Location of Kings Lynn: Norfolk, East Anglia, Eastern England, United Kingdom.

Post Code for Kings Lynn: PE30

Kings Lynn Dialling Code: 01553

Population of Kings Lynn: 42,800 (Census 2011)

Kings Lynn Ordnance Survey Map Reference: TF62390

First referred to as Lynn or Lin (and later as Bishop's Lynn), the bustling market town of King's Lynn was at one time one of the more important seaports in Britain. King's Lynn now has a population of around forty two thousand and lures in a fairly high number of tourists, who visit to soak in the history of this memorable place and to savor its many great tourist attractions and entertainment possibilities. The name of the town (Lynn) derives from the Celtic word for "lake or pool" and no doubt signifies the fact that the area was once engulfed by a large tidal lake.

King's Lynn lays the bottom end of the Wash in Norfolk, the enormous chunk from England's east coast where King John is considered to have lost all his treasure in 1215. He had been treated to a feast by the landowners of Lynn (which it was known as at that time), back then a vital port, but was surprised by a nasty October high tide as he headed westwards over perilous mud flats towards Newark and the treasures were lost on the mud flats. Not long afterwards, John died of a surfeit of lampreys (or peaches), dependent on which report you believe. In these days the town was always a natural centre, the route for business between the Midlands and East Anglia, the railway terminus of the Ely, Cambridge, London main line, and also the bridging point that links 'high' Norfolk extending in the direction of Norwich in the east, and 'low' Norfolk, the flat marshes and fenlands south of the Wash.

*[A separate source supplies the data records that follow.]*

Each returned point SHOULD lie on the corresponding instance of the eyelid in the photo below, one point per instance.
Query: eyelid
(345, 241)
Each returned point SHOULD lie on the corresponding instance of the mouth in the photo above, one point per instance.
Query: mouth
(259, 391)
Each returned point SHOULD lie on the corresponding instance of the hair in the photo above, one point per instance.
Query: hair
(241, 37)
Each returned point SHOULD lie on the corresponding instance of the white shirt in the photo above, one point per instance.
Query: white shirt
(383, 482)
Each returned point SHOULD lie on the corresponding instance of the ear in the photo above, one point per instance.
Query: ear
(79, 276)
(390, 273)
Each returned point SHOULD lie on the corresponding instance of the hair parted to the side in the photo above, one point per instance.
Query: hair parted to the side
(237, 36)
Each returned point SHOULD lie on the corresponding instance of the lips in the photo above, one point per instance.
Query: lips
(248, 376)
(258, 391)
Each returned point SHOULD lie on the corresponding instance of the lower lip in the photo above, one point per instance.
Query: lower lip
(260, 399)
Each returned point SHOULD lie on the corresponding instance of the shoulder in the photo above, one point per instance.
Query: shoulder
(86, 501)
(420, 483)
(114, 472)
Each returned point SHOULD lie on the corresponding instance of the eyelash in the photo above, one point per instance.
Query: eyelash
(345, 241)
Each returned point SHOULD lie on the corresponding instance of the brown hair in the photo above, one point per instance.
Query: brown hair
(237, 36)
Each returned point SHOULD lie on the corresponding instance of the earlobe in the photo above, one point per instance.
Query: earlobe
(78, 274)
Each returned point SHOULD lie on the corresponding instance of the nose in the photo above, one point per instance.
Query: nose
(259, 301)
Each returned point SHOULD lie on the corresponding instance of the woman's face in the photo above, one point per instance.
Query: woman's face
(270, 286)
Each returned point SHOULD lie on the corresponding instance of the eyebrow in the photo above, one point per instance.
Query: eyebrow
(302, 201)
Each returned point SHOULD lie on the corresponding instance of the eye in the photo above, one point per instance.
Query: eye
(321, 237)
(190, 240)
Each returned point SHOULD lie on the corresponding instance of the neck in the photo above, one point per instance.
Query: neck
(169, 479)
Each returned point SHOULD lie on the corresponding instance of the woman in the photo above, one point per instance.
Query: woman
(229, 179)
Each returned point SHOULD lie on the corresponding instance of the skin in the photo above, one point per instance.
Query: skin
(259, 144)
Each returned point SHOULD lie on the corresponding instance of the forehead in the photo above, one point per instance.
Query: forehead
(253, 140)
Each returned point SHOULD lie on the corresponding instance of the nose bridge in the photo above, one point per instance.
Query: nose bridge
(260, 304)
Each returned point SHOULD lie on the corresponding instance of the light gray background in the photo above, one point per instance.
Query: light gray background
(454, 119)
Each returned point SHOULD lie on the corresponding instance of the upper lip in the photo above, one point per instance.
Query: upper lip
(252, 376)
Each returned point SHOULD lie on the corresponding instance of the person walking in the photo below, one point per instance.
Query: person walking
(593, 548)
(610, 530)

Kings-lynn-river-great-ouseKing's Lynn's royal connections tend to be much stronger nowadays in comparison with King John's era. Several miles in the direction of the north-east is Sandringham House, a private estate owned by the Queen. The town of King's Lynn itself itself lies mostly on the east bank of the estuary of the wide and muddy River Great Ouse. Many of the roads near to the river banks, especially the ones next to the the famous St Margaret's Church, remain very much as they were 2 centuries ago.

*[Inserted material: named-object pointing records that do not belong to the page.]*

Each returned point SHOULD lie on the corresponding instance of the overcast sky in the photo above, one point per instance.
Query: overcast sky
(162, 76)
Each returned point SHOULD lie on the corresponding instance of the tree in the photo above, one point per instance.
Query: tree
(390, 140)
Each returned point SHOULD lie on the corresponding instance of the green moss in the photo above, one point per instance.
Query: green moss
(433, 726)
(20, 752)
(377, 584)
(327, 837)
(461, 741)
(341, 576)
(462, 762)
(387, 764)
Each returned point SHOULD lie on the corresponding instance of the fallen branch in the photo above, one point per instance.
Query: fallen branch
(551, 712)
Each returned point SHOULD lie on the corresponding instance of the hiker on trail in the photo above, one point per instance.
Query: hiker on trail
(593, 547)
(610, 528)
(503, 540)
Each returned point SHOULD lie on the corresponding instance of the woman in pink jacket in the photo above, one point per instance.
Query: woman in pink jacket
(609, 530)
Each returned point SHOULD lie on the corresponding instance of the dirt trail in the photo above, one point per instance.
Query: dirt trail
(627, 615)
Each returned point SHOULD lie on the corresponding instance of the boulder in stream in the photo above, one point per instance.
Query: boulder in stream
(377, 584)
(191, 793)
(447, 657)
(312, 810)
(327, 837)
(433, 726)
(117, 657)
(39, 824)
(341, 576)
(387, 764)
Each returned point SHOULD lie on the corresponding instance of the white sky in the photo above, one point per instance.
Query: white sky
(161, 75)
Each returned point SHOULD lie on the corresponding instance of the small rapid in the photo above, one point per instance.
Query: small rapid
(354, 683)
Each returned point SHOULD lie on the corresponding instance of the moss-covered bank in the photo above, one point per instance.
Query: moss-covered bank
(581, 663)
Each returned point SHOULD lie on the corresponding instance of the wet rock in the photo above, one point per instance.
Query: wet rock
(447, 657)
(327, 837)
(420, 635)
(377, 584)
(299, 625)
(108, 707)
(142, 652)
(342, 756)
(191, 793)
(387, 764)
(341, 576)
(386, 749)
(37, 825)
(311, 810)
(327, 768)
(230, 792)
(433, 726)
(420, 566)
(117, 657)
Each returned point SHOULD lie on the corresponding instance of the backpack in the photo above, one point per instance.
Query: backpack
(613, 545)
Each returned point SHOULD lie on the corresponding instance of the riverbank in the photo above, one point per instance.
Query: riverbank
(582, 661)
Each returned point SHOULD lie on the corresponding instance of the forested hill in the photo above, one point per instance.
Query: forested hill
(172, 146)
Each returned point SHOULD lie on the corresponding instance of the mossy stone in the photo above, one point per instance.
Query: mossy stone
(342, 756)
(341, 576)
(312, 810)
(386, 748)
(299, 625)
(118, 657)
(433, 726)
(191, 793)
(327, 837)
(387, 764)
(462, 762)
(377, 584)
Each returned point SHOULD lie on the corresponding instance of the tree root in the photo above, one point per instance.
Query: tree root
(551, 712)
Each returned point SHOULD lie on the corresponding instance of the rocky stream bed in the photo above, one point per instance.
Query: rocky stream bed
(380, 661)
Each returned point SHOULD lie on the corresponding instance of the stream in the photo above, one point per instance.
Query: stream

If the town has a center of attention it would likely be the famous Tuesday Market Place , specially in recent times ever since the Corn Exchange has been developed into a significant centre of entertainment. Almost all the houses and buildings around the Tuesday Market Place are Victorian or even earlier than this. These include the awesome Duke's Head Hotel, built in 1683, and a grade II listed building ever since 1951, the Corn Exchange (1854) and the Globe Hotel (originally put up in 1650).

King's Lynn's Historical Background - Likely to start with a Celtic settlement, and clearly settled in the Saxon period it was listed just as Lun in the Domesday Book of 1086, and held by Bishop Almer of Elmham. The town was to be known as King's Lynn in and after the 16th century, and had previously been known as Bishop's Lynn (and merely Lynn before that), the Bishop's a part of the name was given as it was at that time owned by a Bishop, who established a Benedictine priory there in the late 11th century, and it was the Bishop who initially allowed the town the ability to hold a weekly street market in 1101. It was likewise at roughly this period that the St Margaret's Church was built.

Bishop's Lynn progressively became a significant commerce centre and port, with products like wool, salt and grain being exported via the harbour. By the 14th century, it was one of the principal ports in the British Isles and much business was done with the Hanseatic League members (Baltic and Germanic traders), and the Hanseatic Warehouse being erected for them in the late 15th century.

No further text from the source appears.